Para Toscanini o mais importante não era dirigir uma orquestra. Seu método interpretativo estava sempre à procura do texto musical, da prosódia, do colorido instrumental com sólido estudo da estética e da estruturação da forma musical. Suas mãos, sua batuta, seus olhos e seus braços pareciam transmitir em gestos pequenos toda a extensão e intensidade da Composição Musical. Toscanini era grande não só por conseguir fazer soar a orquestra, mas porque possuía uma imagem interna da interpretação adequada de cada obra musical que regia. Seus ensaios (agitados e nervosos), visavam a total dedicação ao aperfeiçoamento interpretativo da obra de arte.

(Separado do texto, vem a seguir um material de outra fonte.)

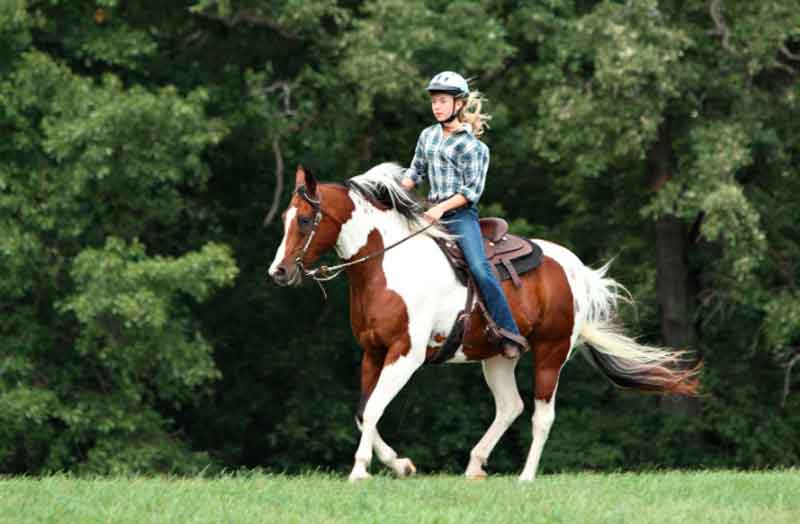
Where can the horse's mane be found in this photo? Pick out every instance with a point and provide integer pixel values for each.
(380, 186)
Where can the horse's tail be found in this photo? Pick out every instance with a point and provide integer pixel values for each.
(626, 363)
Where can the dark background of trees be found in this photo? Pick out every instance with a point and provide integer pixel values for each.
(143, 144)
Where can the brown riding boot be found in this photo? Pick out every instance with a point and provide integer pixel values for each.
(512, 346)
(510, 349)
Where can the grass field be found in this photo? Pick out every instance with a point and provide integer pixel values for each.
(665, 497)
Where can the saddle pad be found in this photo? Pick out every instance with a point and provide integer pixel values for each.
(522, 265)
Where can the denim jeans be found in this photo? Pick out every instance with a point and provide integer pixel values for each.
(464, 223)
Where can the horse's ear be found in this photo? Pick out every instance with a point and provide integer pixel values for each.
(303, 177)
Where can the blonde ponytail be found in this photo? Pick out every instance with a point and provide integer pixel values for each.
(471, 113)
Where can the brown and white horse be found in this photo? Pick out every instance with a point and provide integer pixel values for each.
(404, 301)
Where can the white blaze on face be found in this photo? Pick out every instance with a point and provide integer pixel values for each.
(290, 214)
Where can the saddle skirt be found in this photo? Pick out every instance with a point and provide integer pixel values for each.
(509, 255)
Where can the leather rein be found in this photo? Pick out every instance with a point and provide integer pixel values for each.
(324, 273)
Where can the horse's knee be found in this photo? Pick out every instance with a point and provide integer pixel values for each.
(510, 412)
(543, 417)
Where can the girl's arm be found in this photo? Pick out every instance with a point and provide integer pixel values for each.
(419, 166)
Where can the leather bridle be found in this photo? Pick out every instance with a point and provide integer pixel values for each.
(325, 273)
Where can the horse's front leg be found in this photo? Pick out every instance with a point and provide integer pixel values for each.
(371, 365)
(399, 365)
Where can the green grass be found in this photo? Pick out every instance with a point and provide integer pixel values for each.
(664, 497)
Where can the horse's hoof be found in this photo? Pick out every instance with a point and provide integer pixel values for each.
(403, 467)
(477, 476)
(475, 470)
(356, 477)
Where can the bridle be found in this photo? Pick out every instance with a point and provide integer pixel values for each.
(324, 273)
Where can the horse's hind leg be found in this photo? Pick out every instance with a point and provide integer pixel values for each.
(499, 374)
(549, 360)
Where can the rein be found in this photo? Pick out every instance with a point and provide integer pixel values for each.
(326, 273)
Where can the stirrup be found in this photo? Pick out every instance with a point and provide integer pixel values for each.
(512, 345)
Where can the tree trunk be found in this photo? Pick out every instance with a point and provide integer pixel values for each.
(674, 284)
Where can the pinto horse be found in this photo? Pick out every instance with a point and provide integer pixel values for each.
(404, 300)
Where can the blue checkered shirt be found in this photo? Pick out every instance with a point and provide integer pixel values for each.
(456, 164)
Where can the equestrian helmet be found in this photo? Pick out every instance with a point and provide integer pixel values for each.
(450, 83)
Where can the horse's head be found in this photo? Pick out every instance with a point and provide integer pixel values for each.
(310, 228)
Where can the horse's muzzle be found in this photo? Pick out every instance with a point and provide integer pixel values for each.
(286, 277)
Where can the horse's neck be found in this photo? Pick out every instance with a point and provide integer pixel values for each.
(364, 219)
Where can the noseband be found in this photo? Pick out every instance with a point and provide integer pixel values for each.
(302, 192)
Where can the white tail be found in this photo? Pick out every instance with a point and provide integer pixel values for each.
(625, 362)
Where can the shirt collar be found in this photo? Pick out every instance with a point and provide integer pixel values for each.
(466, 127)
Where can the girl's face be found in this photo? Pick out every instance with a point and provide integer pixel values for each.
(442, 105)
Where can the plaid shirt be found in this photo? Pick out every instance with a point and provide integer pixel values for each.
(456, 164)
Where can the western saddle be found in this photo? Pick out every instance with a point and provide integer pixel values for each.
(509, 255)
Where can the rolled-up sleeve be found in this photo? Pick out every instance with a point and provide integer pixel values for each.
(474, 164)
(419, 165)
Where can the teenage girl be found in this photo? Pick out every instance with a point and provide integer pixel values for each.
(455, 161)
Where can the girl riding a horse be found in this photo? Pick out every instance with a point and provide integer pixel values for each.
(455, 162)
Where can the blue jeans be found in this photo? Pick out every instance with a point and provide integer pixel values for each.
(464, 223)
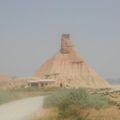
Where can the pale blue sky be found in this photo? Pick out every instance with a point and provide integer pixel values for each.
(30, 32)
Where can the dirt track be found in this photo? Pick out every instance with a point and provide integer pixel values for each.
(21, 109)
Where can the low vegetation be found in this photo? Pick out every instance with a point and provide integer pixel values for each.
(7, 95)
(71, 103)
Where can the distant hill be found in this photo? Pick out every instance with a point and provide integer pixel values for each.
(114, 81)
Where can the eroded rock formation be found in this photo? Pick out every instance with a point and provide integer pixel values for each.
(69, 69)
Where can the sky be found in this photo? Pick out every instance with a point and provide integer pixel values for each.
(30, 33)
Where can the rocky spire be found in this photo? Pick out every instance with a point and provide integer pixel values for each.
(66, 44)
(68, 68)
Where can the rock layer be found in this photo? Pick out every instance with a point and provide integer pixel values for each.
(69, 69)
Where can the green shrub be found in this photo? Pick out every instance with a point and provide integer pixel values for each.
(71, 101)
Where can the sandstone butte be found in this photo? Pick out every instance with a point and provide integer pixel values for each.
(69, 69)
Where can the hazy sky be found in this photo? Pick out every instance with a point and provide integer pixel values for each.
(30, 32)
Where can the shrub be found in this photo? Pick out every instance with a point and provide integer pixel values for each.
(71, 101)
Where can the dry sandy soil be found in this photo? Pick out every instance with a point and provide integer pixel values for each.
(21, 109)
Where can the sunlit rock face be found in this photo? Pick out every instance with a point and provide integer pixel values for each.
(69, 69)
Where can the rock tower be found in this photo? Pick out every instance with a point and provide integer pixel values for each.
(69, 69)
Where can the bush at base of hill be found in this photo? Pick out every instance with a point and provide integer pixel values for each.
(70, 102)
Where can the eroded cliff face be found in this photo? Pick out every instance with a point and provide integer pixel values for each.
(68, 68)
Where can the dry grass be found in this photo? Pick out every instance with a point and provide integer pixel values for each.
(111, 113)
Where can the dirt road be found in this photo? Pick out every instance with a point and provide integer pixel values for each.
(21, 109)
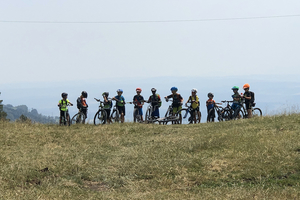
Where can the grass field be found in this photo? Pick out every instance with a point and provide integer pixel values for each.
(244, 159)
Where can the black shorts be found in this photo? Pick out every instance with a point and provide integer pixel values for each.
(107, 112)
(121, 109)
(62, 113)
(248, 106)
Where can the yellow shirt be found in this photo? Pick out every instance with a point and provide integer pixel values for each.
(195, 104)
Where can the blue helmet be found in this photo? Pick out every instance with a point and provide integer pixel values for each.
(235, 88)
(174, 89)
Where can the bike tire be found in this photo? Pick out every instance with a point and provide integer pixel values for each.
(148, 116)
(185, 116)
(136, 116)
(210, 115)
(100, 117)
(78, 118)
(115, 116)
(256, 112)
(226, 114)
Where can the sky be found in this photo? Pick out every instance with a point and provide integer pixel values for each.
(48, 47)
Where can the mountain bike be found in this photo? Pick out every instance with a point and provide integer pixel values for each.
(189, 115)
(65, 118)
(211, 113)
(136, 113)
(175, 118)
(256, 112)
(227, 113)
(78, 118)
(101, 115)
(149, 118)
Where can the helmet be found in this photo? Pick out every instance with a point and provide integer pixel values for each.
(194, 90)
(210, 95)
(174, 89)
(246, 86)
(84, 94)
(64, 94)
(235, 88)
(105, 94)
(138, 89)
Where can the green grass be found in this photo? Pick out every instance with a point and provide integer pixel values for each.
(245, 159)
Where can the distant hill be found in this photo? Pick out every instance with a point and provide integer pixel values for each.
(14, 112)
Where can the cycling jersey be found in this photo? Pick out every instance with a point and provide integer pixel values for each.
(155, 100)
(63, 104)
(138, 99)
(210, 104)
(121, 101)
(176, 99)
(196, 102)
(237, 95)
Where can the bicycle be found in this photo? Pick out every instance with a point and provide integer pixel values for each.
(136, 113)
(101, 115)
(227, 113)
(65, 118)
(256, 112)
(149, 112)
(78, 118)
(211, 112)
(175, 118)
(190, 115)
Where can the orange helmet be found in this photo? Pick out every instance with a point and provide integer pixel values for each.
(246, 86)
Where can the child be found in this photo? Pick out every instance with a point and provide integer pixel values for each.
(63, 107)
(138, 101)
(155, 101)
(237, 101)
(177, 101)
(249, 99)
(194, 100)
(107, 105)
(81, 103)
(210, 105)
(120, 104)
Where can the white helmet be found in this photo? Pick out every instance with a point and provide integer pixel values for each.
(194, 90)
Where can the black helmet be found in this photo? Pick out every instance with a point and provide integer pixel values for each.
(84, 94)
(64, 94)
(153, 90)
(105, 94)
(210, 94)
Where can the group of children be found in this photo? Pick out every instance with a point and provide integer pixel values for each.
(156, 102)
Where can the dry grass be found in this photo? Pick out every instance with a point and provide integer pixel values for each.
(244, 159)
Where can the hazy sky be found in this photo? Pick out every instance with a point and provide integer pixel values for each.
(46, 45)
(52, 52)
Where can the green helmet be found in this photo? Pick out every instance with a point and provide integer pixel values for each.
(235, 88)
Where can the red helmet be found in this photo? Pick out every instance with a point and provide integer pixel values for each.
(246, 86)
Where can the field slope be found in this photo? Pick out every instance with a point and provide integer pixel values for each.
(245, 159)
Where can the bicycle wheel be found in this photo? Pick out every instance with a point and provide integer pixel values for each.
(148, 117)
(239, 115)
(185, 118)
(226, 114)
(78, 118)
(136, 115)
(115, 116)
(100, 117)
(256, 112)
(211, 115)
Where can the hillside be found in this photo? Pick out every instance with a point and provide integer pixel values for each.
(245, 159)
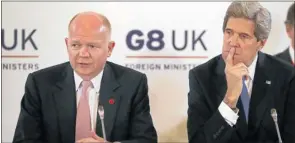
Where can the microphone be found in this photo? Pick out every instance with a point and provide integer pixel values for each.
(101, 116)
(274, 116)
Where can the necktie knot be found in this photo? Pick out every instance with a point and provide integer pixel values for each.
(85, 85)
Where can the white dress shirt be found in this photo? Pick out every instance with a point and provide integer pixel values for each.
(92, 97)
(226, 112)
(292, 53)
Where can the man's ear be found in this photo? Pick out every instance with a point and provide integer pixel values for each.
(110, 48)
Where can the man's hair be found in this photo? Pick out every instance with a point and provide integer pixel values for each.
(105, 21)
(251, 11)
(290, 16)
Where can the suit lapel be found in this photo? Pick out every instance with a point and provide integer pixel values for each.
(64, 96)
(220, 80)
(108, 98)
(286, 56)
(259, 97)
(220, 88)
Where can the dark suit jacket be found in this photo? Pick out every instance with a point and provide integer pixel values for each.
(208, 86)
(285, 56)
(48, 107)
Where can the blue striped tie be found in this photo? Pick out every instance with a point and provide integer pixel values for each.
(245, 99)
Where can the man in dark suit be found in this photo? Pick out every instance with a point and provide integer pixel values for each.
(288, 54)
(231, 95)
(60, 104)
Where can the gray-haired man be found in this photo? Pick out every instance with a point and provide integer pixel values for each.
(231, 95)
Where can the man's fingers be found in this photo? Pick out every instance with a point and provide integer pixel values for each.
(96, 137)
(229, 58)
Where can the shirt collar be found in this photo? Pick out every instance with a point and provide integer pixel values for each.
(252, 67)
(95, 81)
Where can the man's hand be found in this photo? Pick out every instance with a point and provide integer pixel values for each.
(93, 139)
(234, 77)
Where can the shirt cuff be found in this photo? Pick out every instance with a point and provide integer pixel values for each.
(228, 114)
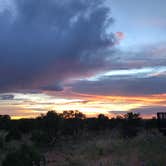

Diretor do Teatro "Alla Scala" de Milão, Diretor do Metropolitan de Nova York, regente da Orquestra Filarmônica de Nova York e da Rádio NBC, Toscanini representa socialmente a imagem ou protótipo do Regente de Orquestra e, a rigor, encerra um ciclo que nos permite afirmar que após o grande mestre italiano ninguém conseguiu dar à Regência prática alguma visão interpretativa ou técnica que já não fosse do conhecimento do público amador e da crítica especializada. Mesmo quando grandes Mestres da Regência do século XX como Berstein e Karayan - ou a nova geração de Zubin Mehta e Claudio Abbado -, se destacam pela interpretação do repertório convencional, Toscanini representa o topo da evolução técnica - interpretativa da História da Regência.
6. Wilhelm Furtwängler (1886-1954)
Notável regente alemão, com destacada atuação à frente da Orquestra do Gewandhaus, da Orquestra Filarmônica de Berlim, da Ópera de Berlim e junto à Orquestra Filarmônica de Viena. Sua arte pode ser definida como a capacidade de, a cada apresentação musical, recriar espontaneamente o pensamento do compositor.
Suas marcações, propositalmente imprecisas, resultavam em sonoridades mais amplas e ligadas que afetavam o andamento musical e criava sensações de uma percepção espiritual única entre os regentes profissionais (possivelmente só Seiji Ozawa consegue nos dias de hoje uma aproximação com o grande mestre alemão).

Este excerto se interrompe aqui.